Initially trained as an academic, Rosen has long explored the study of linguistics. She became an artist in the late 1970s, launching an over four-decade career investigating the intersection of language and visual representation. Rosen operates across media, including drawing, painting, printmaking, book design, sculpture, installation, and video. Her work depends on the affective and conceptual possibilities of written words, whose material, formal, and structural properties she creatively manipulates, thereby exploiting the performative nature of language and expanding its signifying potential.

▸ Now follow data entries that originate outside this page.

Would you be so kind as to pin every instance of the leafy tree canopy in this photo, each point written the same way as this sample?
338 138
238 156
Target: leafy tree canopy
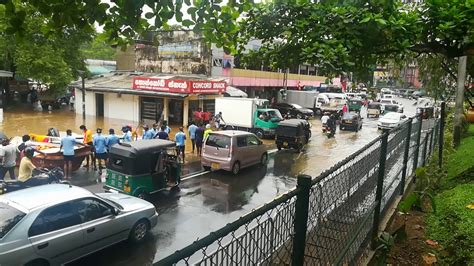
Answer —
353 36
99 48
122 20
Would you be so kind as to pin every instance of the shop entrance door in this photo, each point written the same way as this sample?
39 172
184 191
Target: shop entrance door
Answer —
151 109
99 104
175 115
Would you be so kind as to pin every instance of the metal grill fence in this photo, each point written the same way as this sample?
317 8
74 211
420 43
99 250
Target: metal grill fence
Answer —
326 220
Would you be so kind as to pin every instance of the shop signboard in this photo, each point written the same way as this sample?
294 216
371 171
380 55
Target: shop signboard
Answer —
179 86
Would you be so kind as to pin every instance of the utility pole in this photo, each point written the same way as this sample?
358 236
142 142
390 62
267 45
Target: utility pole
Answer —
459 108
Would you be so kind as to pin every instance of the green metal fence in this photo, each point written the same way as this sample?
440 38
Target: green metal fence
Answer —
324 220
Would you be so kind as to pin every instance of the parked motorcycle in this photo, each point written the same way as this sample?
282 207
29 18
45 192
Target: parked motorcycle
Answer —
42 176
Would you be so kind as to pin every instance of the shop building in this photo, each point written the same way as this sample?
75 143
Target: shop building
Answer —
148 97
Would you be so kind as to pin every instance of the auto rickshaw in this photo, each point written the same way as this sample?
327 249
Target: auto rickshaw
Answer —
143 167
373 109
292 133
355 105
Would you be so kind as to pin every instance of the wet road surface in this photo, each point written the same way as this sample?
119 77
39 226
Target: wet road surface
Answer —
209 201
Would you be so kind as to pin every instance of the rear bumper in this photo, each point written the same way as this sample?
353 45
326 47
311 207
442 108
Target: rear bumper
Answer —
154 220
223 164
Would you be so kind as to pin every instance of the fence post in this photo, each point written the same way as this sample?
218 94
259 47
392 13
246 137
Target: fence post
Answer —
433 132
379 191
417 147
405 157
301 219
441 134
425 147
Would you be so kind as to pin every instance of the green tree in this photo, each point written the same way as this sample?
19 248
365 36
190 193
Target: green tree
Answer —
99 48
122 20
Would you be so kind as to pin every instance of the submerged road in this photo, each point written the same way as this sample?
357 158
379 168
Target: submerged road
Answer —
208 201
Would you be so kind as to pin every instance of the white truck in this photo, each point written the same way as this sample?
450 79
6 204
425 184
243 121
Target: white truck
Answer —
329 102
304 98
249 114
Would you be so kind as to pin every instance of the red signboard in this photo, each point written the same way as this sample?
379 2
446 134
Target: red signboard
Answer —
179 86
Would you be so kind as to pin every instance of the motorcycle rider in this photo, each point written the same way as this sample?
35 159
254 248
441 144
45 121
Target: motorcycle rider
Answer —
324 119
331 124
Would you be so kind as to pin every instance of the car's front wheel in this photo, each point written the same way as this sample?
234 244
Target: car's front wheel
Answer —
236 168
139 231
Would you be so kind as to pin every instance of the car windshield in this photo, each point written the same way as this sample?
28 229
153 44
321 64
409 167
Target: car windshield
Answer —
111 202
392 116
275 114
9 217
219 141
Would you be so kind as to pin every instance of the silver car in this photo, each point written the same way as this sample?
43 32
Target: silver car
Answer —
56 224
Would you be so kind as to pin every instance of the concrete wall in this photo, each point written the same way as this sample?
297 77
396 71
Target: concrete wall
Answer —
125 107
90 103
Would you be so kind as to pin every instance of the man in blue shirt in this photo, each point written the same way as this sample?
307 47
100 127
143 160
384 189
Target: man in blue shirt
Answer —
127 137
111 139
180 139
67 146
192 134
100 149
148 134
162 134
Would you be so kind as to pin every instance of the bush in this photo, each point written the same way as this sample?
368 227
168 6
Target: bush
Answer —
453 225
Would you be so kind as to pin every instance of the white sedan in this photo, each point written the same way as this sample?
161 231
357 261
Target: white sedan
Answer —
391 120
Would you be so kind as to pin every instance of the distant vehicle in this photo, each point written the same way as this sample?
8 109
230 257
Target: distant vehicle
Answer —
386 91
391 120
248 114
418 94
292 133
330 102
351 121
388 101
232 150
293 110
57 224
374 109
305 99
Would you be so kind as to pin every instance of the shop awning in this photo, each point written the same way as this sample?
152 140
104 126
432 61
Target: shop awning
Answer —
234 92
135 92
5 74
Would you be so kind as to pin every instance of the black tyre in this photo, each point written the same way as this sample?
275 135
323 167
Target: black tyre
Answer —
139 231
236 168
38 262
264 159
142 194
259 133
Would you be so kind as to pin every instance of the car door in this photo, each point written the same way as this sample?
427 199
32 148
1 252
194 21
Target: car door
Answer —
100 226
56 234
253 149
242 151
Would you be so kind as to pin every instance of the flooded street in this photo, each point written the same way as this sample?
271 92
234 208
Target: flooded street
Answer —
208 201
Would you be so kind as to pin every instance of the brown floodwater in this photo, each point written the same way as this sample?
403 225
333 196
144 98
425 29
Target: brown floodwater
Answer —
21 120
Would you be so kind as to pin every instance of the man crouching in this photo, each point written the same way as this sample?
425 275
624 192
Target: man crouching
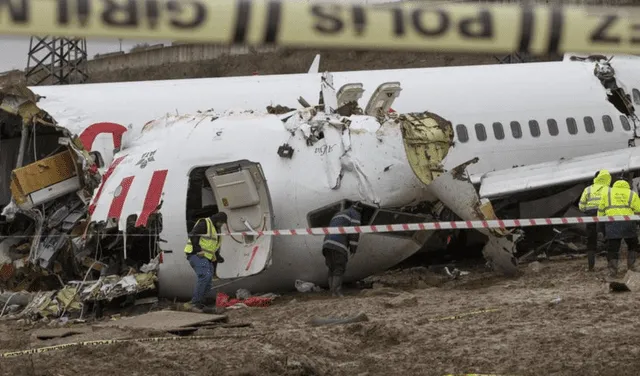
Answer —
338 248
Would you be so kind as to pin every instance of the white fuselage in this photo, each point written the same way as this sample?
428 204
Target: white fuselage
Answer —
463 95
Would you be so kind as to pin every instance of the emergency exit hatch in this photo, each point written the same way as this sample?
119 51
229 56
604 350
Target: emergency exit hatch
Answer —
240 190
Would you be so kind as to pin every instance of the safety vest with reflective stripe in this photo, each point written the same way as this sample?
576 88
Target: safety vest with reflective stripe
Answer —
208 243
619 201
590 199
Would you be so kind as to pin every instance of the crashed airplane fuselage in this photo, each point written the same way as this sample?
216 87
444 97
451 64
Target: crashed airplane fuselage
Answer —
521 125
269 172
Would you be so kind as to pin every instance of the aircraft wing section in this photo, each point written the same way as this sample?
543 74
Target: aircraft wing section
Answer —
542 175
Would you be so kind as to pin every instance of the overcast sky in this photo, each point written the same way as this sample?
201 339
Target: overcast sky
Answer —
15 49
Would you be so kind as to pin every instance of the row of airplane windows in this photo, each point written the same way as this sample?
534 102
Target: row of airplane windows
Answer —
534 128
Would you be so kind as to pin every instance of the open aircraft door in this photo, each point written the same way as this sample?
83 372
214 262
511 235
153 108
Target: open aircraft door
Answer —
241 191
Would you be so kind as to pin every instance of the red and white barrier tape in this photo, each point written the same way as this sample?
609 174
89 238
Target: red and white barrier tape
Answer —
497 223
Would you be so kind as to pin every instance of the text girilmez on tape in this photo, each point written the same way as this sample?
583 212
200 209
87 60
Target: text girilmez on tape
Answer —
534 29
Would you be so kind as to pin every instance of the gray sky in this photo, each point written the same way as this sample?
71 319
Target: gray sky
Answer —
15 49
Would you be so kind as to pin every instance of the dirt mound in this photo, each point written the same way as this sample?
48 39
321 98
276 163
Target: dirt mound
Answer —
559 320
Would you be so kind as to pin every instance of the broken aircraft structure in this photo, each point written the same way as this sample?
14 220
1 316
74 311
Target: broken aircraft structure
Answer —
329 131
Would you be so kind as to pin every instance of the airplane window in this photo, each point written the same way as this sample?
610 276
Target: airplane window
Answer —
589 125
625 123
608 123
481 133
463 136
572 126
498 131
553 127
534 128
516 131
636 96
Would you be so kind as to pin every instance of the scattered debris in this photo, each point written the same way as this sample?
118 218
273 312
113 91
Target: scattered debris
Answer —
360 317
222 300
405 300
165 320
555 301
45 334
535 266
303 286
630 282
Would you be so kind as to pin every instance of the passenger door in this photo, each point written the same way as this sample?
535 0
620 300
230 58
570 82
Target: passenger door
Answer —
241 191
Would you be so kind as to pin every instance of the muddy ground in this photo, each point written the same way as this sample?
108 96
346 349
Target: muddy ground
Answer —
590 331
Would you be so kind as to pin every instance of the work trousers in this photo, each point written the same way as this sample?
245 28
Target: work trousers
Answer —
336 261
204 272
592 242
613 248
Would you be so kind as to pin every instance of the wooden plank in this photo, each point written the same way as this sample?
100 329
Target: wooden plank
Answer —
163 320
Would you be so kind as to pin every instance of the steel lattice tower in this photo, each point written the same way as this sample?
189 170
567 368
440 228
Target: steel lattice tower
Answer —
57 61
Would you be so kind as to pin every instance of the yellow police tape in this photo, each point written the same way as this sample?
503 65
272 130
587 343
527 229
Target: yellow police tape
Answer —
474 374
178 338
99 342
468 27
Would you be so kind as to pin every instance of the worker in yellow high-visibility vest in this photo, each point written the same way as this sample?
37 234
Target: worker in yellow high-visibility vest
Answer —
203 250
589 202
620 200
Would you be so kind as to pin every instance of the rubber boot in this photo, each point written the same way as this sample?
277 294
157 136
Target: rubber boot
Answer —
591 258
613 268
631 260
337 286
331 286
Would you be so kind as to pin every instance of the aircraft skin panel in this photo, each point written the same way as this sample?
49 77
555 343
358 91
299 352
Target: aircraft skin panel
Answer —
489 94
377 169
543 175
497 93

A rumination on futility and hope, Sisyphus is a single-channel, seven-and-a-half-minute video animation that belongs to Rosen’s "Lists" series, which the artist has worked on since the late 1980s. As is typical of her work, Sisyphus combines seriality and intellectual rigor with humor and a touch of playfulness. Its title is eponymous with that of the infamous figure from Greek mythology who cheats death, thus attracting the ire of Zeus. For his transgression, Sisyphus is banished to Hades and condemned to forever roll a boulder up a hill. In the video, which takes its conceptual cue from its namesake, "Sisyphus" is spelled out in Garamond Italic font in seventy different ways, one handmade version per frame, each of them phonetically plausible but factually incorrect. (Few other words would have served this purpose, thanks to the letters and letter combinations that comprise Sisyphus.) Every attempt, as Rosen calls it, to spell Sisyphus correctly is accompanied by a drum roll that concludes with a "ta-da" tap. In this way, the soundtrack creates the expectation of success without ever fulfilling it, prolonging the viewer's anticipation of finality.

Sisyphus, Kay Rosen (American, born Corpus Christi, Texas 1947), Single-channel analog video, recreated as digital video; black-and-white; sound; 7 min., 30 sec.